Los gasterópodos ocupan una amplia gama de hábitats: desde las profundidades marinas hasta charcos de agua dulce y suelos terrestres. Sus hábitos alimenticios son igualmente variados:

  • Herbívoros: muchos caracoles raspan algas o comen materia vegetal (p. ej., caracoles de jardín).
  • Detritívoros: consumen materia orgánica en descomposición.
  • Depredadores y carroñeros: algunos grupos marinos cazan otros invertebrados; las babosas de mar (nudibranquios) pueden alimentarse de cnidarios y almacenar toxinas o nematocistos.

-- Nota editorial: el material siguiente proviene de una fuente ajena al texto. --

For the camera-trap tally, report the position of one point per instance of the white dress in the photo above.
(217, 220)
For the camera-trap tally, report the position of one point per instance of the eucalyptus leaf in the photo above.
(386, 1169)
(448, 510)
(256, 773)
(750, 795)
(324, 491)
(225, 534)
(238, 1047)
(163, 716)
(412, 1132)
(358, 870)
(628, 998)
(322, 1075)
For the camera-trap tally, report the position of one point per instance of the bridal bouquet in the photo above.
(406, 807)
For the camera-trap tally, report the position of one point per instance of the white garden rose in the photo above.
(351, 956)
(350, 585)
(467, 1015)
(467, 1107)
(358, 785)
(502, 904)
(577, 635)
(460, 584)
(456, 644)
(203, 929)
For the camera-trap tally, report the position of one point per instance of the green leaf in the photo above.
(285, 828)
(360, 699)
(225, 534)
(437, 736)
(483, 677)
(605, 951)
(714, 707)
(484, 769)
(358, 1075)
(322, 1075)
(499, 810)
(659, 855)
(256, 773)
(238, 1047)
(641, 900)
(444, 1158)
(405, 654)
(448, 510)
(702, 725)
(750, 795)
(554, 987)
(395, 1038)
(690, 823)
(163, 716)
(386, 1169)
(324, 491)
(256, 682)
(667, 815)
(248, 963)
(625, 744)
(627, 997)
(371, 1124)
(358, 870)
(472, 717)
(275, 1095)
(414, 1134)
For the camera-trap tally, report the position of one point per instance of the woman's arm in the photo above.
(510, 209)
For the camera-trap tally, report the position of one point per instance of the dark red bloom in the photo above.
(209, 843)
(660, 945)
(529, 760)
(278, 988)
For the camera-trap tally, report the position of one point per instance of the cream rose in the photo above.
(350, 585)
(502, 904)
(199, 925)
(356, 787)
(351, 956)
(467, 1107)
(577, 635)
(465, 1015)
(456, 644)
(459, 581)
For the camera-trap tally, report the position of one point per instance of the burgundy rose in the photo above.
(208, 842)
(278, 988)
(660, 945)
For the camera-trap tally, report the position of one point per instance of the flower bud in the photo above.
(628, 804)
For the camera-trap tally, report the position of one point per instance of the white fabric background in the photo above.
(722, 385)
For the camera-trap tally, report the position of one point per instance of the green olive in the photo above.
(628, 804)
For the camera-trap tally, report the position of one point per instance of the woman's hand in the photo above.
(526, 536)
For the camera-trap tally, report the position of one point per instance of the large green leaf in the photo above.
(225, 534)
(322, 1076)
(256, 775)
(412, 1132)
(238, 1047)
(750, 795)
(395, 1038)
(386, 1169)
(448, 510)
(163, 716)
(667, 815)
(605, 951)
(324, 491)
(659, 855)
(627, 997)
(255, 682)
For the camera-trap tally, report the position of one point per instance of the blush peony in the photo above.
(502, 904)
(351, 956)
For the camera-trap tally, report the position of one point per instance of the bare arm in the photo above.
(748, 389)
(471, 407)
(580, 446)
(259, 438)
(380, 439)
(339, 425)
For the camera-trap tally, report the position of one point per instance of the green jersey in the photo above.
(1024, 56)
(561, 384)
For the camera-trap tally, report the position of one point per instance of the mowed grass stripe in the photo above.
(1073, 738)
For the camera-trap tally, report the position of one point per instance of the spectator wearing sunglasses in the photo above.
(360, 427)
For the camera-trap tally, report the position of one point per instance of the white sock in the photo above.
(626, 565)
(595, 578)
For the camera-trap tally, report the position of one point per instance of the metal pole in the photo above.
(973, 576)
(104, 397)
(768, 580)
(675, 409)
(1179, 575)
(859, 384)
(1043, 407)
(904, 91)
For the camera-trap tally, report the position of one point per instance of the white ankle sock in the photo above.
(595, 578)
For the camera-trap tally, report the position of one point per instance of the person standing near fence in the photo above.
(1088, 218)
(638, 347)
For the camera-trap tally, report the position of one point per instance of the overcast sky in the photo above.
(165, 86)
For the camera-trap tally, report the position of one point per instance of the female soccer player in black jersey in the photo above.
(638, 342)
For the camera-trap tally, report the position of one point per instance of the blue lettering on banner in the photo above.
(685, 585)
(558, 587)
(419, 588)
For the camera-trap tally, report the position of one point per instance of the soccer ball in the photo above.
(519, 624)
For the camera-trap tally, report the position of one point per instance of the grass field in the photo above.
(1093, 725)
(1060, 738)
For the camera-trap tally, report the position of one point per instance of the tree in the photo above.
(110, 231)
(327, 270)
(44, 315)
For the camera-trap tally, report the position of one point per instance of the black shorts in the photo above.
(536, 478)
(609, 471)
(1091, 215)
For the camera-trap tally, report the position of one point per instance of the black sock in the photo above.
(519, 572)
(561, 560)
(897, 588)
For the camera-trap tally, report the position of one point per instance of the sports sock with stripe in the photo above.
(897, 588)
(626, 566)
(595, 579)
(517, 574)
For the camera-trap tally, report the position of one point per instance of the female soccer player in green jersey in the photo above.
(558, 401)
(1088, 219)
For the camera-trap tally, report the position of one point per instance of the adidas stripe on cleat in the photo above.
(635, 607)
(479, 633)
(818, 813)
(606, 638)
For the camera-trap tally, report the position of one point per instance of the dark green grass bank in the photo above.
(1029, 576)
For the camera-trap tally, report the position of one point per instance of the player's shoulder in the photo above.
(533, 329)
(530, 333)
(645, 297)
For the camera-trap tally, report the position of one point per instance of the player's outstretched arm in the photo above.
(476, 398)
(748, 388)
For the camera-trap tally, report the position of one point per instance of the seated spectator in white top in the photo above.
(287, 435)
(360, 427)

A nivel taxonómico existen grandes agrupaciones modernas (por ejemplo, Patellogastropoda, Vetigastropoda, Caenogastropoda y Heterobranchia) que reúnen a formas tan diferentes como las lapas, los abulones, los caracoles de concha espiral y las babosas terrestres o marinas.

Reproducción y desarrollo

Los gasterópodos presentan estrategias reproductivas diversas. Muchas especies marinas tienen sexos separados y fertilización externa o interna; en los gasterópodos terrestres y en muchos pulmonados es común el hermafroditismo. La puesta puede consistir en cápsulas o cintas gelatinosas de huevos. El desarrollo puede incluir fases larvarias planctónicas como la trocófora y la véliger, aunque algunas especies terrestres apelan al desarrollo directo (sin fase larvaria libre).

Importancia ecológica y relación con las personas

Los gasterópodos cumplen papeles clave en ecosistemas: controlan poblaciones de algas, reciclan materia orgánica y sirven de alimento para aves, peces y mamíferos. Para las personas, son fuente de alimento (por ejemplo, caracoles comestibles y abulones), materias primas (conchas para artesanía) y, en algunos casos, plagas agrícolas o vectores de enfermedades (algunas especies invasoras pueden afectar cultivos y salud pública).

Fósiles y evolución

Con un registro fósil que llega al Cámbrico tardío, los gasterópodos experimentaron importantes radiaciones, especialmente durante la era mesozoica, cuando se diversificaron muchas formas modernas. Los fósiles de conchas proporcionan información valiosa sobre su evolución y sobre cambios ambientales pasados.

Conservación

Algunas especies están amenazadas por la pérdida de hábitat, la contaminación, la acidificación de los océanos (que dificulta la formación de conchas calcáreas) y la sobreexplotación comercial. La protección de ambientes acuáticos y terrestres y la gestión de especies invasoras son medidas importantes para conservar la diversidad de gasterópodos.

En resumen, los gasterópodos son un grupo extremadamente diverso y adaptativo de moluscos, con formas de vida y estrategias ecológicas muy variadas que los convierten en componentes esenciales de muchos ecosistemas del planeta.